I have a friend who uses sawdust in his smoker. I have an almost endlesss supply of poplar sawdust. There is very little info about smoking with poplar anywhere. Some say ya should be ok others say don't do it.

Has anybody really smoked with it and can give an honest evaluation.

A lot of responses said never used Poplar but just the same don't use it

I am looking for somebody that has tried smoking with it.

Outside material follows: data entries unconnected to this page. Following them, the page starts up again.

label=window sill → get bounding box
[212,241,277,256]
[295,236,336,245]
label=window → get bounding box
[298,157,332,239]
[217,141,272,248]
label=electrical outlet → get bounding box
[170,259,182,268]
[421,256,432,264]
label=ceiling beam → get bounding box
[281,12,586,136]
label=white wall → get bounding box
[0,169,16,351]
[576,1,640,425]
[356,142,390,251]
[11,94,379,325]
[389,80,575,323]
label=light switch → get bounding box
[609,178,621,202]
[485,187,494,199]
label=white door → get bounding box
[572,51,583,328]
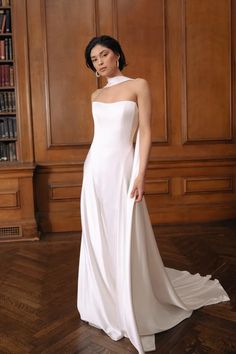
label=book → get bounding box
[1,13,6,33]
[5,9,10,32]
[0,116,16,138]
[0,1,11,6]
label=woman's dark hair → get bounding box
[85,35,127,72]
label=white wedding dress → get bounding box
[77,75,230,353]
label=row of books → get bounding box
[0,116,16,138]
[0,1,11,7]
[0,38,12,60]
[0,91,15,111]
[0,1,16,161]
[0,64,13,86]
[0,9,11,33]
[0,141,16,161]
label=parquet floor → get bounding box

Any help would be appreciated


----------



## ssorllih (Jan 25, 2013)

My only thought is that I don't like the smell of the smoke when I binds on a saw and scorches. Sometimes when ripping a plank it will pinch and smoke. Most of the other hardwoods I like but tulip poplar doesn't suit me. I just read your location and in the north there is a tree that is called poplar and sometime called pople. That is a different species than the liriodendron tulip poplar in the mid atlantic. This northern poplar is related to the aspen and is also known as cottonwood and is considered pleasing for meat smoking.


----------



## cliffcarter (Jan 25, 2013)

Tulip poplar is in the same genus as magnolias, poplars or aspens are of the genus populus as is cottonwood. I believe people do use aspens as cooking wood in places where there are not many other options, Colorado for instance.


----------



## charlesk (Jan 26, 2013)

some of the poplar has a bit of an odour when milling but most of it dosen't. Not knowing where the lumber comes from could be a problem. I suppose if the sawdust was mixed with a little of the hardwoods that might be OK.

I guess this is going to be a trial and error. I think the best thing to do is just try a few pans  of it and see if it has an odour, can't hurt. Dosen't look like it is to popular
	

	
	
		
		



		
			






When the test runs are over I'll repost


----------



## ssorllih (Jan 26, 2013)

The least costly way to check this out is to smoke a single chicken leg with one specie of wood.


----------



## charlesk (Jan 27, 2013)

I was thinking of just letting the sawdust burn away and see what it smelled like, but just do short runs and several trys. If it was OK then I was going to add some cheap meat and chicken legs would be good cause they are cheap, good idea.


----------



## ssorllih (Jan 27, 2013)

The beauty of chicken is that it is very neutral in its taste. A simple cure with minimum herbs and spice will allow evaluation of the smoke.


----------



## expeditiondan (Sep 12, 2017)

There is no short answer to this question, but I'm going to try.

It's not that Poplar is bad for smoking, it's just that it needs to be dried properly before using it. If you are going to just go out and chop down some dead tree or cut up a fallen one that is half rotting, (like any other wood) it is a waste of your time and will produce a terrible result. If however, you are willing to use a solid healthy tree and take the time to allow it to dry PROPERLY, it can produce a very similar result to some of the more desirable woods like apple or cherry that are out there. I've used it several times for pork and Brisket and have got rave reviews.

The best and most tactical way to use Poplar is to blend it with another hardwood. Again, I've done 1/3 apple and 2/3 white Poplar and had amazing results. I prefer to use White Poplar that has been "chunked" and added with apple for pork or Hickory for brisket. 

Hope that helps.

Dan


----------



## squiddley (Nov 22, 2021)

We have a store around here called the Ukranian coop they make and sell a pile of sausage here.. always smells terrific when you walk in or drive by.. best sausage around just texted them last night asked them what wood they use for smoking... they told me white poplar


----------